On one memorable car ride, when she forgot to wear her hat and wasn’t allowed to go back and get it, she whined loudly “but I’m too bored without my hat!”

It’s easy to laugh at young children claiming boredom — as if they have a fundamental right to be entertained at all times. Eating vegetables is boring. Getting dressed is boring. Writing thank you notes is boring. Too bad.

But what about high school students whose mantra, similarly, is “this is so boring.” Should we listen to them?

I think we have to, and I was glad to see last week that Education Week blogger James E. Ryan agrees with me. In his column last week, Ryan explain that he used to be blasé about boredom, but now he’s concerned, watching his own children’s curiosity wane as they move through school.

“… while worrying about boredom might seem like a luxury, or even an elitist concern, boredom is frequently cited as a major reason for why kids drop out of school — even more so than academic failure,” he writes, citing a Gates Foundation report.

I’ve been surveying hundreds of high school graduates this spring about student engagement and boredom, and I was surprised to find many young adults say they were bored in school not because they were asked to work, but because the work was too easy.

That result fits with many studies, including the massive Gates-funded Measures of Effective Teaching (MET) study, which found that most of what students are asked to do in high school is sit and listen, then parrot back facts with no context or deep understanding.

Does that sound boring to you?
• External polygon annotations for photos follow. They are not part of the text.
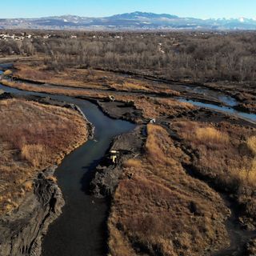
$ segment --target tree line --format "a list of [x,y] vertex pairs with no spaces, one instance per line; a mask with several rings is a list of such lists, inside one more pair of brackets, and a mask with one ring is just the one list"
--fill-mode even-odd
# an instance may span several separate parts
[[[254,32],[103,33],[34,31],[22,42],[0,41],[2,54],[45,56],[48,69],[122,70],[166,78],[254,82]],[[50,32],[49,32],[50,33]],[[75,34],[76,38],[70,35]]]

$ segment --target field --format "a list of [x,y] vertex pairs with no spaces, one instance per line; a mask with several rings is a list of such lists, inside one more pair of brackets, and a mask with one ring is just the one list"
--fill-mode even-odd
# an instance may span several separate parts
[[143,158],[124,163],[114,193],[110,254],[202,255],[228,245],[222,198],[186,173],[189,158],[166,130],[148,125],[147,133]]
[[[69,109],[24,99],[0,101],[0,214],[17,208],[35,175],[87,139],[85,121]],[[56,182],[54,177],[49,179]]]

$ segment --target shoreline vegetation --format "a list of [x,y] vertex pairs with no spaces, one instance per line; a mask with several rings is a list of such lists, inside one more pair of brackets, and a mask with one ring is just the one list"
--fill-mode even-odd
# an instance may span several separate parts
[[[34,190],[38,172],[58,165],[87,140],[85,119],[75,110],[25,99],[0,101],[2,141],[0,214],[18,207]],[[47,178],[56,182],[54,176]]]
[[[29,91],[90,98],[109,116],[138,124],[136,131],[114,139],[112,150],[121,152],[118,162],[110,163],[106,155],[92,181],[92,192],[110,200],[106,241],[110,254],[223,255],[234,244],[231,253],[255,254],[256,125],[175,98],[200,97],[210,102],[214,100],[211,95],[198,96],[190,88],[172,90],[186,85],[178,81],[191,86],[203,84],[206,90],[232,96],[238,104],[235,107],[256,113],[254,33],[78,32],[75,40],[67,33],[71,32],[58,31],[56,37],[15,49],[18,56],[40,54],[41,59],[18,60],[1,82]],[[56,162],[54,150],[62,152],[70,142],[78,145],[86,140],[88,131],[81,128],[84,120],[78,114],[17,101],[0,101],[0,111],[18,110],[17,118],[10,114],[2,120],[2,126],[10,123],[17,134],[8,137],[8,127],[0,133],[9,142],[2,143],[8,152],[3,160],[15,165],[4,166],[5,178],[14,180],[9,174],[23,166],[22,161],[32,177],[42,162],[46,167]],[[31,130],[18,125],[24,121],[21,113],[43,118],[37,122],[42,126],[40,136],[33,126],[36,116],[32,120],[25,115]],[[44,124],[54,140],[46,136]],[[63,135],[66,133],[70,137]],[[61,154],[59,159],[63,157]],[[31,190],[33,182],[17,177],[10,188]],[[56,182],[54,177],[49,179]],[[2,200],[11,210],[17,202],[10,202],[13,195],[8,193]]]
It does to me.

Ask students what they find engaging in school, and they don’t say video games and movies. What they want is interesting problems to solve, issues to debate, something they can sink their teeth into and a chance to talk, rather than sit silently.

No one — not young children, not high school students and not adults — has a right to be entertained all the time. All of us will be bored now and then, whether it’s taking a test, practicing dribbling, or cleaning the bathroom. That’s life.

But our students do have a right to be engaged by class activities at least most of the time. They have a right to know why what they are learning is important and worth their time. They also have a right to be treated as thinking individuals — whose perspectives and insights matter — rather than empty vessels to be filled.

We do need to make fighting boredom a priority, and we can’t just blame it on the kids.